2014-10-10

Software Engineering at scale is Social Engineering

This week, I spent time at VMware's HQ in Silicon Valley. I gave a number of talks on my lessons learned with pyVmomi and rbVmomi and gave several calls to action. This week, I'd like to share one of the more profound lessons from the project. It has to do with how tools impact social interactions.

The first social networks were the ones that built software. The Software Development Life Cycle (SDLC) were social actions of developers directed, enabled, and enforced through the software tools that they used. If you take this view of creating software, then you it's natural to view any conflicts between departments or teams of developers as an opportunity to invent and apply new technology.

Let's examine something really interesting and profound about Travis CI that may not even have been intentional. The way that Travis CI shifts responsibilities through a tiny change in how builds are specified. The magic is in that .travis.yaml file and any build system that emulated the .travis.yaml file strategy would exhibit the same magical effects (even without using yaml). To understand the profundity of the change, let's revisit the bad-old-days of Developer Operations for a moment.


On the left, our developer builds some code and designs a build system to build their module.
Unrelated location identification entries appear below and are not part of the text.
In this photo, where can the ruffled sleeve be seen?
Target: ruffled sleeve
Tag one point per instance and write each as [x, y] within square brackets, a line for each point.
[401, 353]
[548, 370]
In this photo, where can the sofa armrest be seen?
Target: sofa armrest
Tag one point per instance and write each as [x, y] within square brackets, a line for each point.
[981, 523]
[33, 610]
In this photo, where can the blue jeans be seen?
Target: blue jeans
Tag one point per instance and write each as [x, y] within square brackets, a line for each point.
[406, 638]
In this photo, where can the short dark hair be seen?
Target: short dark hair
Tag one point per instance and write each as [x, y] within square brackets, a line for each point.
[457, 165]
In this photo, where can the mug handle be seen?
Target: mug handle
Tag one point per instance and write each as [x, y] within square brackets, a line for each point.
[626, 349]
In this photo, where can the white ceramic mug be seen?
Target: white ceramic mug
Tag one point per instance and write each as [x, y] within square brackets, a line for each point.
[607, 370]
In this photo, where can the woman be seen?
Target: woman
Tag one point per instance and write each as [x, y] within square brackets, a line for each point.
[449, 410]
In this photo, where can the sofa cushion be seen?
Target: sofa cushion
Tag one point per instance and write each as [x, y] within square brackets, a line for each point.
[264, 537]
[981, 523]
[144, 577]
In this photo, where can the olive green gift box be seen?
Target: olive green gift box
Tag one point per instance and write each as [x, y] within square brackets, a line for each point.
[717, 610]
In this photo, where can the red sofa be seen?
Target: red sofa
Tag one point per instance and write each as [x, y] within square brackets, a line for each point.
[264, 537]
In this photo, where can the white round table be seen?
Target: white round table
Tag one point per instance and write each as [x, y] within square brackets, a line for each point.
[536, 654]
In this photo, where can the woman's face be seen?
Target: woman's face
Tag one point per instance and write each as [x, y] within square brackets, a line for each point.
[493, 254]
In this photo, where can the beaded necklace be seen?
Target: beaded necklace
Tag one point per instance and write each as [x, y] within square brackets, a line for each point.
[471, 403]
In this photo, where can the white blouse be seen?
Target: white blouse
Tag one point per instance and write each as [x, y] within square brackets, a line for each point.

On the right an operations person builds a CI server to match. This process has some issues with it already. First off, the operations person must be told what the developer needs in a CI server. This requires a conversation and frequently its one that the operations person isn't directly incentivized to pay much attention to since this isn't likely to be their primary job.

The Operations person may even feel that their cooperation with the developer is a gift. That comes from the fact that the developer likely isn't in the Operations persons direct line of report and their collaboration is a cross-functional team. What is the Operations person really on the hook for?

Let's assume the previous gift from the Operations person lead to success. There's a working build. Over time the build works and breaks as you would expect. The developer is quite happy to fix their code to repair the build problems. Until one day... the build breaks permanently.


First the developer will try their normal work-around tricks. These won't work. The build environment is operationally broken now because the developer changed a library dependency or some other build criteria. Or, perhaps, our developer is spinning their wheels this effort is pointless, because something in the data center is broken.

What's the problem?

  • if the fault is in the build service we waste time debugging code that isn't broken
  • the developer is helpless to do their job without direct intervention from operations
  • the operations people have no view into when a build is broken because of a service problem
  • Operations may exercise their right to change how the server is running and break the build without notice to the developers

In the most extreme cases, the Operations person is going to be bothered during a crisis. This will result in loss of developer time as they wait on Operations (at best), or it will result in the Developer demanding more services from an already busy operations crew what the Operations person thought was a gift. And, often the timing is terrible. Both parties are blocked from doing their jobs effectively.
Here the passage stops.